Human glioblastoma cell lines [U251 (Cell Bank of Type Culture Collection of the Chinese Academy of Sciences, Shanghai, China), U87, LN18 and A172 (FuHeng Cell Center, Shanghai, China)], and human astrocyte cell line HEB (GuangZhou Jennio Biotech Co., Ltd., Guangdong, China) were cultured in Dulbecco’s modified Eagles medium supplemented with 10% fetal bovine serum (FBS) (Gibco, Carlsbad, CA, USA) and penicillin/streptomycin [18].

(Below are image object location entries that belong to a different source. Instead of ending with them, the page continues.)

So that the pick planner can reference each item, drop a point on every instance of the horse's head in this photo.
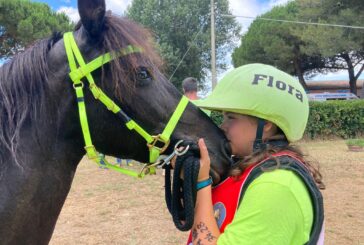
(135, 83)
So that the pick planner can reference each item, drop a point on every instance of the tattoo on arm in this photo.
(201, 228)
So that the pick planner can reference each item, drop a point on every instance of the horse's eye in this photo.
(143, 74)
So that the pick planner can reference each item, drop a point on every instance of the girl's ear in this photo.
(269, 128)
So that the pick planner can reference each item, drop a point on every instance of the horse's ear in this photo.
(92, 13)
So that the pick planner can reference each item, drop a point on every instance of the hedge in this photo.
(340, 118)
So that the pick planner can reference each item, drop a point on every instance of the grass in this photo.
(357, 142)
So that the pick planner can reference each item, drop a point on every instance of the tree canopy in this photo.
(180, 26)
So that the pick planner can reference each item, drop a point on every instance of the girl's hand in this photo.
(204, 172)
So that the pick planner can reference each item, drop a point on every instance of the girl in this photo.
(271, 195)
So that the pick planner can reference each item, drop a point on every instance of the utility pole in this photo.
(213, 48)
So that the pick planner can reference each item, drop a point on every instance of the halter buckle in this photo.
(156, 140)
(78, 85)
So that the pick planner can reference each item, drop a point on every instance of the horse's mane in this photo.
(23, 79)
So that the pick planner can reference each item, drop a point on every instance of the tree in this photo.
(277, 44)
(343, 48)
(22, 22)
(177, 23)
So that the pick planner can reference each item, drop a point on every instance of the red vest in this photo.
(226, 195)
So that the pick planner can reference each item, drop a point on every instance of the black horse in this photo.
(41, 141)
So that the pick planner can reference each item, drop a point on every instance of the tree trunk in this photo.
(299, 72)
(352, 77)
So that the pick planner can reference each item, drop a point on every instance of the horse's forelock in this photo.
(118, 34)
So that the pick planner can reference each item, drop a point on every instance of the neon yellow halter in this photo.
(84, 70)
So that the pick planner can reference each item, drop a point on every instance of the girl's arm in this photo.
(204, 229)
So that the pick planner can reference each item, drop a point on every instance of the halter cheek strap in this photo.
(85, 70)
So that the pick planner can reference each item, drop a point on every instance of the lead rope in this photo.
(181, 199)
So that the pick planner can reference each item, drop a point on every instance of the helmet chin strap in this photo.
(258, 142)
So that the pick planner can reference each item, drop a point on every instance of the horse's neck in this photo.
(34, 188)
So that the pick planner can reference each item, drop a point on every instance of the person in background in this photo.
(189, 86)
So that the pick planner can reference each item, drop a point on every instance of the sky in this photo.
(238, 7)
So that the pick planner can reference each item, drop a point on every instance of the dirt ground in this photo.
(105, 207)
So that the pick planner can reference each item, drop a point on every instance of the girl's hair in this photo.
(267, 153)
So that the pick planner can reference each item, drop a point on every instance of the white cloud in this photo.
(71, 12)
(117, 6)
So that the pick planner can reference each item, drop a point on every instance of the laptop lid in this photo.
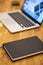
(34, 9)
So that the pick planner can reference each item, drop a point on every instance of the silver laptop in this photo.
(30, 16)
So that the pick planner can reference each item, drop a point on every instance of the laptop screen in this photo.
(34, 8)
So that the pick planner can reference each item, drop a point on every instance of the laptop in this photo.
(23, 48)
(30, 16)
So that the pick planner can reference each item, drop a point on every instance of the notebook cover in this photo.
(23, 48)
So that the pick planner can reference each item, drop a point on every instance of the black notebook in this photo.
(23, 48)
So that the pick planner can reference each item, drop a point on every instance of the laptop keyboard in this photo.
(21, 20)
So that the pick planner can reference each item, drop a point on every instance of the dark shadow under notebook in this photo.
(23, 48)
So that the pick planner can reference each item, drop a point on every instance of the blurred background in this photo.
(10, 5)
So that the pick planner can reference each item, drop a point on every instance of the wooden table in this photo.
(6, 36)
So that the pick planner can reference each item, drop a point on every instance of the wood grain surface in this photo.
(6, 36)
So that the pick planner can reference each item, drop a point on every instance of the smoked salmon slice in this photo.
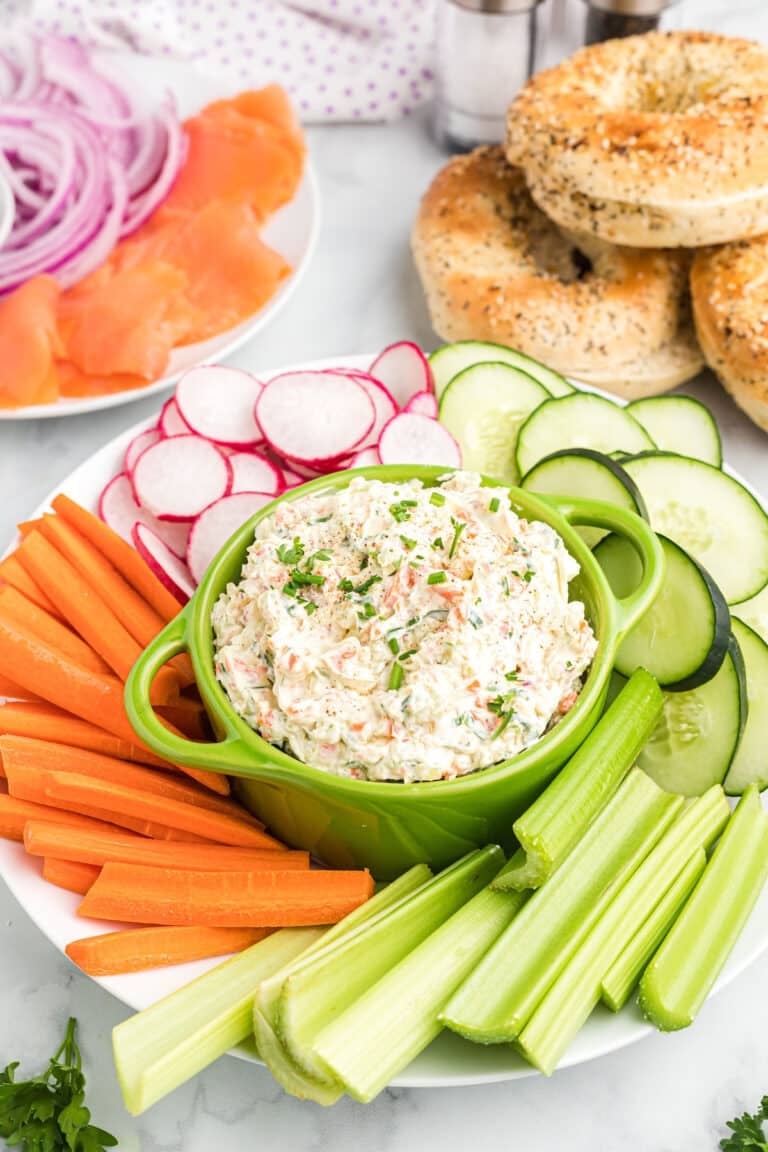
(29, 343)
(127, 320)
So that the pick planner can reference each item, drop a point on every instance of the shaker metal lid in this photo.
(497, 7)
(632, 7)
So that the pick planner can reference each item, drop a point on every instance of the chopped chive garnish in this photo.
(402, 510)
(458, 528)
(293, 554)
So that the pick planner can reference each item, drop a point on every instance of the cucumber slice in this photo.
(679, 658)
(699, 732)
(754, 613)
(681, 424)
(750, 765)
(711, 515)
(579, 421)
(584, 472)
(450, 360)
(483, 408)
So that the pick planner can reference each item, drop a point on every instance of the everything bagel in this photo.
(651, 141)
(729, 288)
(494, 267)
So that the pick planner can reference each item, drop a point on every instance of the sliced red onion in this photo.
(84, 168)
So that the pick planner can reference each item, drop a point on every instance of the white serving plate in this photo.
(449, 1061)
(291, 232)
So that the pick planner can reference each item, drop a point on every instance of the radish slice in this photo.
(424, 403)
(119, 509)
(179, 477)
(137, 446)
(219, 402)
(215, 524)
(413, 439)
(252, 472)
(170, 422)
(364, 459)
(314, 417)
(167, 567)
(291, 479)
(403, 370)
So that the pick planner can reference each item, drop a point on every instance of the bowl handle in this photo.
(170, 642)
(601, 514)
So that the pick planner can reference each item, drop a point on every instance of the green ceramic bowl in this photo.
(388, 826)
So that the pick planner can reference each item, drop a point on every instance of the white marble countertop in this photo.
(668, 1093)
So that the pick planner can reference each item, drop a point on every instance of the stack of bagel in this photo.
(620, 235)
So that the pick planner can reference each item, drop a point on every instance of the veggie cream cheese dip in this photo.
(390, 631)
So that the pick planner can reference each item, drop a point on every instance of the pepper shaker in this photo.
(609, 20)
(485, 54)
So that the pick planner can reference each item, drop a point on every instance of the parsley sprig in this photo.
(747, 1131)
(47, 1113)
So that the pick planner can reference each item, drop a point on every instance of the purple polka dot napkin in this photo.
(340, 60)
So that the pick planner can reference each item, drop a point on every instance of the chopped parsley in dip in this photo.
(390, 631)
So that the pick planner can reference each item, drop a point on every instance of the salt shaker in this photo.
(611, 19)
(485, 55)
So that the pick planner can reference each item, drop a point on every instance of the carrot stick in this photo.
(130, 608)
(189, 717)
(82, 606)
(43, 838)
(13, 691)
(30, 785)
(68, 874)
(52, 675)
(47, 722)
(48, 628)
(121, 555)
(77, 791)
(154, 895)
(136, 949)
(15, 813)
(27, 752)
(12, 573)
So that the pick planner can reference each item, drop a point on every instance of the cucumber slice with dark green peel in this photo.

Cells grouping and transfection

Mixtures containing different vectors (25 µmol/L) were transfected into U251 and U87 cells with a firm compliance to the instructions of Lipofectamine™ 2000 kit (Invitrogen Inc., California, USA). Afterward, cells were incubated (5% CO₂, 370 kit (Invitr U251 and U87 cells were allocated into the small harpin-negative control (sh-NC), sh-Tim-1, sh-Tim-1 + inhibitor NC, sh-Tim-1 + miR-133a inhibitor group. Next, they were allocated into the mimic NC, miR-133a mimic, miR-133a mimic + pcDNA3.1, and miR-133a mimic + pcDNA3.1-transforming growth factor beta (TGF-β) receptors type 1 (TGFBR1) groups (all from Suzhou GenePharma Co., Ltd., Suzhou, China). sh-Tim-1 could knockdown Tim-1 expression in cells relative to sh-NC. miR-133a inhibitor/mimic could downregulate/upregulate miR-133a expression in cells compared with inhibitor NC/mimic NC, respectively. pcDNA3.1-TGFBR1 could upregulate TGFBR1 expression in cells compared with pcDNA3.1 (Shanghai Solarbio Bioscience & Technology Co., Ltd.). The RNA sequences for transfection are as follows:

• shRNA-Tim-1: GCTCACCATTGTACTCTTACA.

• shRNA-NC: GAGTTCTCCGAAGGTGTCACG

• shRNA-Tim-1 Forward:

  GATCCGGGCTCACCATTGTACTCTTACAGGTACC

  TGTAAGAGTACAATGGTGAGCTTTTTG

• shRNA-Tim-1 Reverse: AATTCAAAAAGCTCACCATTGTACTCTTACAGGT

  ACCTGTAAGAGTACAATGGTGAGCCCG

• shRNA-NC Forward: GATCCGGGAGTTCTCCGAAGGTGTCACGCTCGAGCGTGAC

  ACCTTCGGAGAACTCTTTTTG

• shRNA-NC Reverse: AATTCAAAAAGAGTTCTCCGAAGGTGTCACGCT

  CGAGCGTGACACCTTCGGAGAACTC

• miR133a-3P mimics: UUUGGUCCCCUUCAACCAGCUG

• miR133a-3P inhibit: CAGCUGGUUGAAGGGGACCAAA

• miR133a-3P: NCCAGUACUUUUGUGUAGUACAA

RNA-sequencing (RNA-Seq) analysis

The RNA-Seq analysis was entrusted by LC-Bio Technologies Co., Ltd (Hangzhou, China). The correlation analysis of miR and transcriptome can be divided into the following five steps: (1) target gene prediction of miR prediction; (2) correlation analysis of miR data and mRNA data; (3) correlation analysis of transcriptome data and gene data; (4) screening of significantly differentially expressed data according to the regulatory relationship; and (5) Gene Ontologies (GO) and KEGG enrichment analysis.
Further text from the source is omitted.